Evaluation of Tensile Properties of Hydrogen-Charged Zirconium Alloy Materials Based on Small Punch Test Technique

Zr-4 and other two new zirconium alloy materials were subjected to conventional tensile tests at room temperature and 315 degree celsius. The precipitation phase changes caused by composition differences were analyzed based on the calculation results. And the importance of precipitation strengthening mechanism was proposed for the performance improvement of zirconium alloys. The mechanical properties of zirconium alloy were tested for the first time by small punch test (SPT). The coefficient values related to the zirconium alloy material itself were determined in the empirical formula between the conventional tensile test and the small punch test results.
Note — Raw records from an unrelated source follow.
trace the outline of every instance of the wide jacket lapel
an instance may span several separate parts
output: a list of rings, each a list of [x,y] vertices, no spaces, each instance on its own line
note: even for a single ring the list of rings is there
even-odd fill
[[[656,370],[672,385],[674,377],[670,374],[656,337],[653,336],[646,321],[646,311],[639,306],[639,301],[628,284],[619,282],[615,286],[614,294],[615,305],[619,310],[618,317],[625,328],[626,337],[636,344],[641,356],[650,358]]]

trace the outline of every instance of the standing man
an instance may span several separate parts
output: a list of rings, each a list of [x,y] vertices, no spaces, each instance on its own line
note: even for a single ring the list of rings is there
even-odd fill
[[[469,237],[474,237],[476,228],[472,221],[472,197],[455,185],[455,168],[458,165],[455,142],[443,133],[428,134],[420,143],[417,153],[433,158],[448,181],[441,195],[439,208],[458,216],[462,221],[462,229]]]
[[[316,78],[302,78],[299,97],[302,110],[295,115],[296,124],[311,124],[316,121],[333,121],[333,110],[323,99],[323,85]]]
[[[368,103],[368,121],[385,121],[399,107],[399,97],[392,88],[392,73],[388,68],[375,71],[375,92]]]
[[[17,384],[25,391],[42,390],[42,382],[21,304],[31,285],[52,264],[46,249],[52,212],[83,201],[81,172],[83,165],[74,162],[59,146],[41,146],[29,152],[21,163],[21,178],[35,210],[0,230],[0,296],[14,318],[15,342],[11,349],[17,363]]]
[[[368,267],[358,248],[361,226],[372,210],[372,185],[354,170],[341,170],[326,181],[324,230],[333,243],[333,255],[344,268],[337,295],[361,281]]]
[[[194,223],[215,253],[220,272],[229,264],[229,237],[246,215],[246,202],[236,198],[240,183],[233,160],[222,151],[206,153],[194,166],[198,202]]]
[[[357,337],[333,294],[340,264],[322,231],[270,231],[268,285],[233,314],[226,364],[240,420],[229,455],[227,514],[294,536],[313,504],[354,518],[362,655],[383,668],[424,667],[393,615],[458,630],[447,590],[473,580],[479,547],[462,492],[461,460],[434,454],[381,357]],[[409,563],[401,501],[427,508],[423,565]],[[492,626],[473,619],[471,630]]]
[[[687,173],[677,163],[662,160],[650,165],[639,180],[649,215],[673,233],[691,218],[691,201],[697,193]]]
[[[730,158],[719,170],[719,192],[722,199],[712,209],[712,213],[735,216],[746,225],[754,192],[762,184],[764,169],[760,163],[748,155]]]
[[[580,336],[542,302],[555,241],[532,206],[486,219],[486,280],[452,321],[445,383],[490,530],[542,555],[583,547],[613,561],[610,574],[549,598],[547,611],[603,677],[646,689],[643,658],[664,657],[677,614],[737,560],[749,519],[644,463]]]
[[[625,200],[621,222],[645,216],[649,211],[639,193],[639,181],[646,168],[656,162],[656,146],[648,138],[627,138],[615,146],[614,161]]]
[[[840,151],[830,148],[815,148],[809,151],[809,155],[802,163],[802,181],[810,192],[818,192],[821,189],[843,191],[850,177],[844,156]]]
The feasibility of the small punch test for the evaluation of the tensile properties of zirconium alloys was verified. Zr-4 and other two new zirconium alloys were hydrogen-charged at 400 degree celsius by gaseous hydrogen permeation, and their mechanical properties were tested by SPT. The results show that the hydrogen-charged Zr alloys have a special phenomenon of & horbar;platform region & Vert; in the plastic instability stage of the load-displacement curve. The morphological characteristics of hydrides were characterized by metallographic analysis and their contents were quantitatively estimated. It is speculated that the difference in the fracture toughness between hydrides and matrix, the special long chain configuration of the hydride phase and its strong orientation have an important correlation with this phenomenon.